RTX 5090 + Qwen 30B MoE @ 135 tok/s in NVFP4 Guide
#24
by
JohnTdi
- opened
RTX 5090 + Qwen 30B MoE @ 135 tok/s in NVFP4 - Full guide with C++ patches
Tutorial | Guide
Spent 4 days getting NVFP4 working on consumer Blackwell. T RT-LLM 1.2.0rc4 has critical bugs that prevent loading managed weights for FP4 models - the allocator uses 2x VRAM and type checking rejects packed INT8 weights.
Results on RTX 5090 (32GB):
| Throughput | ~135 tokens/s |
| TTFT | ~15 ms |
| VRAM | 24.1 GB |
| Model | Qwen 3 30B MoE (A3B) |
Why so fast? Qwen 3 30B is MoE - only ~2.4B params active per token. Combined with Blackwell's native FP4 tensor cores = 7B-level speed with 30B knowledge.

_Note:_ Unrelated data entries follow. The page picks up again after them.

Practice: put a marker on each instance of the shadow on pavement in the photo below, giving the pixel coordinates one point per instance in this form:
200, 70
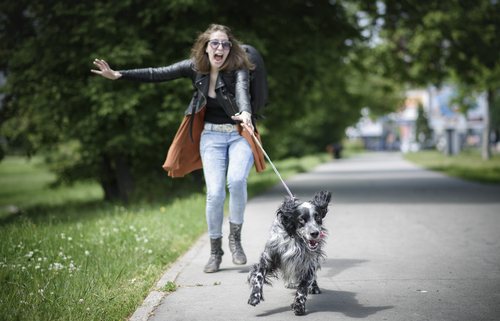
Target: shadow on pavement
332, 301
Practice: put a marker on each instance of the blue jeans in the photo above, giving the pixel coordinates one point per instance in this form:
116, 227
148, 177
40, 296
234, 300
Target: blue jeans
225, 154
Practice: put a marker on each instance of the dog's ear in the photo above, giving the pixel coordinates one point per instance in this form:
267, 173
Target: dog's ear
322, 199
285, 211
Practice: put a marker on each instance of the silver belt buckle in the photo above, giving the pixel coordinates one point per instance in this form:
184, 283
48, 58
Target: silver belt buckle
225, 128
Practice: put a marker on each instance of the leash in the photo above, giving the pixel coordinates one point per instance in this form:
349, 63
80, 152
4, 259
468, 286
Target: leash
274, 167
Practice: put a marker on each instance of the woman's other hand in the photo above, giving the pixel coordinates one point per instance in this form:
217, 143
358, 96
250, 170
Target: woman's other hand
246, 121
104, 70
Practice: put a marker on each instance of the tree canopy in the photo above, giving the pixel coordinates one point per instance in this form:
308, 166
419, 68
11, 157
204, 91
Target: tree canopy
118, 132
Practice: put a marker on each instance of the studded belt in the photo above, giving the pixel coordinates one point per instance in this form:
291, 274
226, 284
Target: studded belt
224, 128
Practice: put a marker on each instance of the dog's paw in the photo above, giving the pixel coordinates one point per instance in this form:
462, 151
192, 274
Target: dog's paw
298, 308
314, 289
255, 299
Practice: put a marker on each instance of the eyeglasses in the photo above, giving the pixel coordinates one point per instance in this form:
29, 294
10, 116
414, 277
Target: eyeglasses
226, 45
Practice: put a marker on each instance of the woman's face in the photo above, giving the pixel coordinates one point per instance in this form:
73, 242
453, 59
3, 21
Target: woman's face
219, 55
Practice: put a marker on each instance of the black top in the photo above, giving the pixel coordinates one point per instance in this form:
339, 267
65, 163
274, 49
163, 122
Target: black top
215, 114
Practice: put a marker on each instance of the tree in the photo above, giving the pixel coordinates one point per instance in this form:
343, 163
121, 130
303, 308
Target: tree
118, 132
432, 41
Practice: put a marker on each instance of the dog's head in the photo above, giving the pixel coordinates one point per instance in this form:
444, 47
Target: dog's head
305, 220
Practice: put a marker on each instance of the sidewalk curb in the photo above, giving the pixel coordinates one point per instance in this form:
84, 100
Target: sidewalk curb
155, 297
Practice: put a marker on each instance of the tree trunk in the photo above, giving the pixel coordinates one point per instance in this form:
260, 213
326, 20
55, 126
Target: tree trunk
485, 150
107, 179
123, 177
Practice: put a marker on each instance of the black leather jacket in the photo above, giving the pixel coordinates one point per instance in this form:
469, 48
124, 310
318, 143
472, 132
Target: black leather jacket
232, 88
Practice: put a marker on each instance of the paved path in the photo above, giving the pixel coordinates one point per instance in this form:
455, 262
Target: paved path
405, 244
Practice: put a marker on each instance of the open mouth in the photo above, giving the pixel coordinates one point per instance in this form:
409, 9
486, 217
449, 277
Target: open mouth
313, 244
218, 57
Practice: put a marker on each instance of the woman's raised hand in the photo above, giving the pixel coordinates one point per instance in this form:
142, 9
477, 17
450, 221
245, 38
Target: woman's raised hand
104, 70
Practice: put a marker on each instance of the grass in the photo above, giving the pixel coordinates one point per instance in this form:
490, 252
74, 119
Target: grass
67, 255
467, 165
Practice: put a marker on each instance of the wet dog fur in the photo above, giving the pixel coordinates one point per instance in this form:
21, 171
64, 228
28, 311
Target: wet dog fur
294, 250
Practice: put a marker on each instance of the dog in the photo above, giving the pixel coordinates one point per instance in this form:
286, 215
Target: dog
294, 250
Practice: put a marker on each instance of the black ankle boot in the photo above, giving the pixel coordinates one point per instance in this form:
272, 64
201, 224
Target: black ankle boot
239, 257
216, 254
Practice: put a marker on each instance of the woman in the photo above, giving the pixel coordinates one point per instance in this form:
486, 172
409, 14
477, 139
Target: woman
209, 136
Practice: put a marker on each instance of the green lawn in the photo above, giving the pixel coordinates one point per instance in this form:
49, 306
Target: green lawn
68, 255
467, 165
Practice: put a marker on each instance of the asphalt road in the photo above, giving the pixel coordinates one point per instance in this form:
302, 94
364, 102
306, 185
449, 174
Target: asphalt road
405, 243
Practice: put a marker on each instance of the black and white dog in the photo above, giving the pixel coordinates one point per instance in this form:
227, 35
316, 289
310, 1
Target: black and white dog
294, 250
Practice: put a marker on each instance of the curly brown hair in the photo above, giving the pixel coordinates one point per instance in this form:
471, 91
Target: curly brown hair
236, 59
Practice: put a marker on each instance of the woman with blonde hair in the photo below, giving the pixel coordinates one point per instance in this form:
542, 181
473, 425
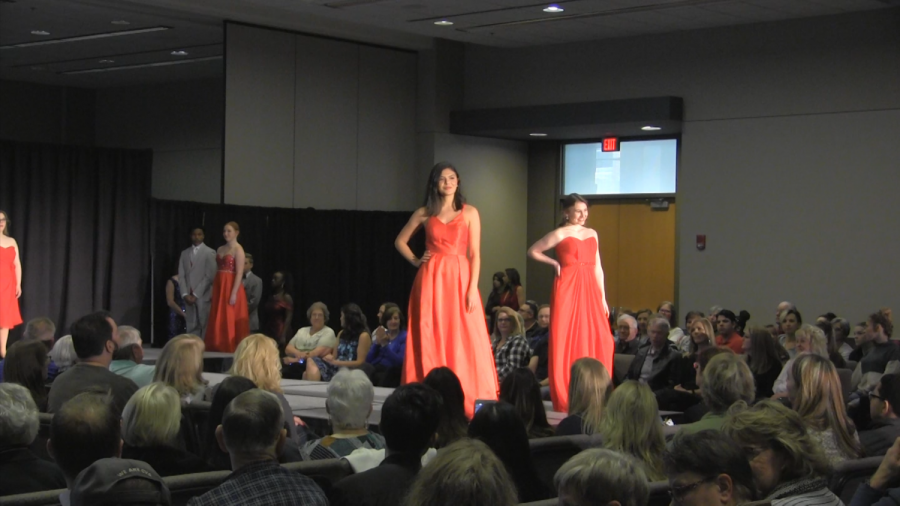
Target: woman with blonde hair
631, 425
180, 366
589, 387
788, 465
256, 358
815, 392
151, 425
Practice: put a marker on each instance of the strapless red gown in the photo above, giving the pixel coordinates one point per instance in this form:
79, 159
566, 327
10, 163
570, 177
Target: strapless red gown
441, 331
227, 324
9, 304
579, 326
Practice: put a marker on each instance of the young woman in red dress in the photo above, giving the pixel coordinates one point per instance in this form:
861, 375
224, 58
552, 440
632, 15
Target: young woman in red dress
446, 320
580, 324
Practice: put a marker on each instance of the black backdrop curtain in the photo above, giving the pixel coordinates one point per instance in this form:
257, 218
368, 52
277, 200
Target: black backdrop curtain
333, 256
80, 216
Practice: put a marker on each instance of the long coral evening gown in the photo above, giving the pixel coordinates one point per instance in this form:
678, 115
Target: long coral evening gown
441, 331
9, 304
579, 326
227, 324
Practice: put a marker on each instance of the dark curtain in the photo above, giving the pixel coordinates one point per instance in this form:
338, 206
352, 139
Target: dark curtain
335, 257
80, 216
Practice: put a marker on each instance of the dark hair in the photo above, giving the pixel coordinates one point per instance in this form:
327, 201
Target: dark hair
710, 453
354, 322
500, 427
85, 429
514, 278
521, 389
453, 424
24, 365
410, 418
433, 199
879, 318
569, 201
227, 390
90, 334
389, 313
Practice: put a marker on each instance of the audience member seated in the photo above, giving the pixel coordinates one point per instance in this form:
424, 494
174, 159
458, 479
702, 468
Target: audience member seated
510, 347
589, 387
26, 364
656, 363
627, 340
763, 359
708, 468
349, 404
631, 425
384, 363
317, 340
409, 420
790, 321
120, 482
884, 404
808, 340
466, 472
151, 424
520, 388
20, 470
882, 489
93, 339
453, 424
256, 358
63, 354
789, 467
726, 380
499, 426
180, 366
252, 432
840, 328
882, 353
726, 333
815, 392
224, 393
353, 343
601, 477
540, 347
128, 358
85, 429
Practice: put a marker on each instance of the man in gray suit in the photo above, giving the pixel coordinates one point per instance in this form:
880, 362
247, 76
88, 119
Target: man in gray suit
253, 287
196, 272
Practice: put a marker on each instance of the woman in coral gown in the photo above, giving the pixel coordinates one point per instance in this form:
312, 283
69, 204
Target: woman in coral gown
446, 320
10, 282
229, 320
579, 326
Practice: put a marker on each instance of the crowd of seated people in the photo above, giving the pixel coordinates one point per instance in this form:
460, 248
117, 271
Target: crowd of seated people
769, 418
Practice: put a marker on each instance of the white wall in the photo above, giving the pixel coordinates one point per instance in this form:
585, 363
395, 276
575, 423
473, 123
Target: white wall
494, 178
314, 122
789, 155
181, 122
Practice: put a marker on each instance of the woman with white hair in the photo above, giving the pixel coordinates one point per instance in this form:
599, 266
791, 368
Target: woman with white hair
151, 429
349, 404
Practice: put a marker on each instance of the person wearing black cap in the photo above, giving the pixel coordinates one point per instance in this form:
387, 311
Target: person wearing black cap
119, 481
726, 334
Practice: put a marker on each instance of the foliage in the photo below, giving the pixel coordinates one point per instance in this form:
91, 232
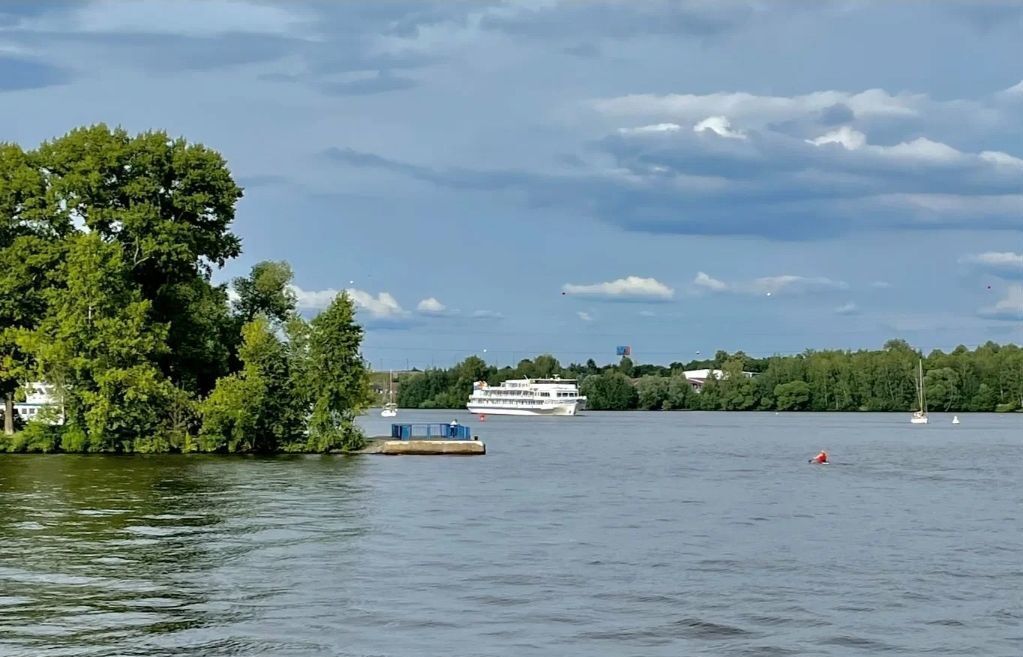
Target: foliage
339, 383
107, 247
985, 379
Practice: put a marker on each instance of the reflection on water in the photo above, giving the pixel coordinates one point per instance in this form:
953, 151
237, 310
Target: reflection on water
163, 555
605, 534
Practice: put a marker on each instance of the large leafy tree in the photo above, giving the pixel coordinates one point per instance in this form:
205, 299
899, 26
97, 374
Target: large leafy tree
168, 205
339, 383
29, 251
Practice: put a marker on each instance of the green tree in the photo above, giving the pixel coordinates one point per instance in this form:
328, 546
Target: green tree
339, 382
652, 392
28, 255
260, 408
680, 394
169, 205
611, 391
98, 340
266, 291
794, 395
941, 388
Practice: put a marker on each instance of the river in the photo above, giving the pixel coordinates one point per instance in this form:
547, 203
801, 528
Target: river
608, 534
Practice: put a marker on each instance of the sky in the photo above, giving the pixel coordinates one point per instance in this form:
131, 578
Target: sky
513, 178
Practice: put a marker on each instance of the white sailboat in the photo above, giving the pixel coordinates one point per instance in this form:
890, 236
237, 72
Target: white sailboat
390, 408
920, 417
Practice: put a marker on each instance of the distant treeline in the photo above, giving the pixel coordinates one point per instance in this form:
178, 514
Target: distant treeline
986, 379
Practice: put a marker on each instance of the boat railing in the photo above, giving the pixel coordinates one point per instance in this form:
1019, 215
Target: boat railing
431, 431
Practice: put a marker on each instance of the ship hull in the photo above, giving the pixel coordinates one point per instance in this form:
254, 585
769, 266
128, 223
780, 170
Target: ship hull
496, 409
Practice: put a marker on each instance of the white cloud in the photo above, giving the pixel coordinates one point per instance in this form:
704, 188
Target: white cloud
660, 127
845, 135
920, 148
793, 285
197, 18
1009, 308
999, 159
761, 111
381, 307
720, 126
1003, 263
629, 288
431, 307
708, 282
786, 283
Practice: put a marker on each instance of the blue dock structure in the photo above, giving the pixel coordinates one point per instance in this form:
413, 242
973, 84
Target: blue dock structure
431, 431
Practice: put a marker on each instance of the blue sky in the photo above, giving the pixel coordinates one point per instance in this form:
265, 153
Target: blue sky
566, 177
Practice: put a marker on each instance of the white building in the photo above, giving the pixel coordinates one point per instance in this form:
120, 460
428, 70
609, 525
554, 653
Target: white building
38, 398
698, 378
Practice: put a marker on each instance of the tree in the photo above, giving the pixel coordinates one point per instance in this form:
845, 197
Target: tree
680, 394
97, 340
169, 205
339, 382
610, 391
794, 395
941, 388
28, 232
652, 392
266, 291
261, 408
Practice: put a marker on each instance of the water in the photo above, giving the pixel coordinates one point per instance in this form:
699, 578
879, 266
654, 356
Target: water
612, 534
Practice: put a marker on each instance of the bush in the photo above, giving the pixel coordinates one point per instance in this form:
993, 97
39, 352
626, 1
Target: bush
36, 436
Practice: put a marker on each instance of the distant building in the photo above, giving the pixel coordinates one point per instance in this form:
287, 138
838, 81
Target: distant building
698, 378
40, 397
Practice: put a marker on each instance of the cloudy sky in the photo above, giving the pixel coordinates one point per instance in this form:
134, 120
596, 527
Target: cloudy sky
566, 177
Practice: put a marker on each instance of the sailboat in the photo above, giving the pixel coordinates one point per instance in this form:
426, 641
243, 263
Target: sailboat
390, 408
920, 417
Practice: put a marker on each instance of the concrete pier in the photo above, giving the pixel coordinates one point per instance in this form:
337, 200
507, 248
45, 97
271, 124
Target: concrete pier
426, 447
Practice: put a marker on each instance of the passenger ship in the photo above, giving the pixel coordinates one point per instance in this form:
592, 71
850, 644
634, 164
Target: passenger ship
527, 397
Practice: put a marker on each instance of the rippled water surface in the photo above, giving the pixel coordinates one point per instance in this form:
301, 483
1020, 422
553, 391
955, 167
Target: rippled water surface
607, 534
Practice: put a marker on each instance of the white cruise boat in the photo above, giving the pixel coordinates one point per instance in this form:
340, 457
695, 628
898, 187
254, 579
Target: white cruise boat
527, 397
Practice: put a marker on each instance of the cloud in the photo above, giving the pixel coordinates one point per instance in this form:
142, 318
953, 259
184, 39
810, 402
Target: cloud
706, 281
615, 19
431, 307
786, 283
719, 126
189, 17
630, 288
381, 82
720, 165
1005, 264
18, 74
382, 310
1010, 308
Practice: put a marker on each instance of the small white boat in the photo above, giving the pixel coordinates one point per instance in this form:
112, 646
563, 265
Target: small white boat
920, 417
390, 408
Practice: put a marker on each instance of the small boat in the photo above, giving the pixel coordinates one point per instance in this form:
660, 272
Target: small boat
390, 408
920, 417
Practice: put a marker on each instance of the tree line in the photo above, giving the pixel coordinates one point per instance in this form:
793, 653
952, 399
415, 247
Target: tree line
107, 247
986, 379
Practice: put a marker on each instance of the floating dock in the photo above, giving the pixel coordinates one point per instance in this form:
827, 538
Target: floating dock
428, 439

What's in the guide: - SWAP trick for quantization (64GB RAM + 64GB SWAP = enough) - --fast_build flags to avoid compiler OOM - C++ runtime patch to fix allocator bug and type mismatch - Open WebUI integration fix Full tutorial + patches: https://github.com/JohnTDI-cpu/trtllm-nvfp4-blackwell-fix
This was mass amount of pain so hoping to save others the trouble.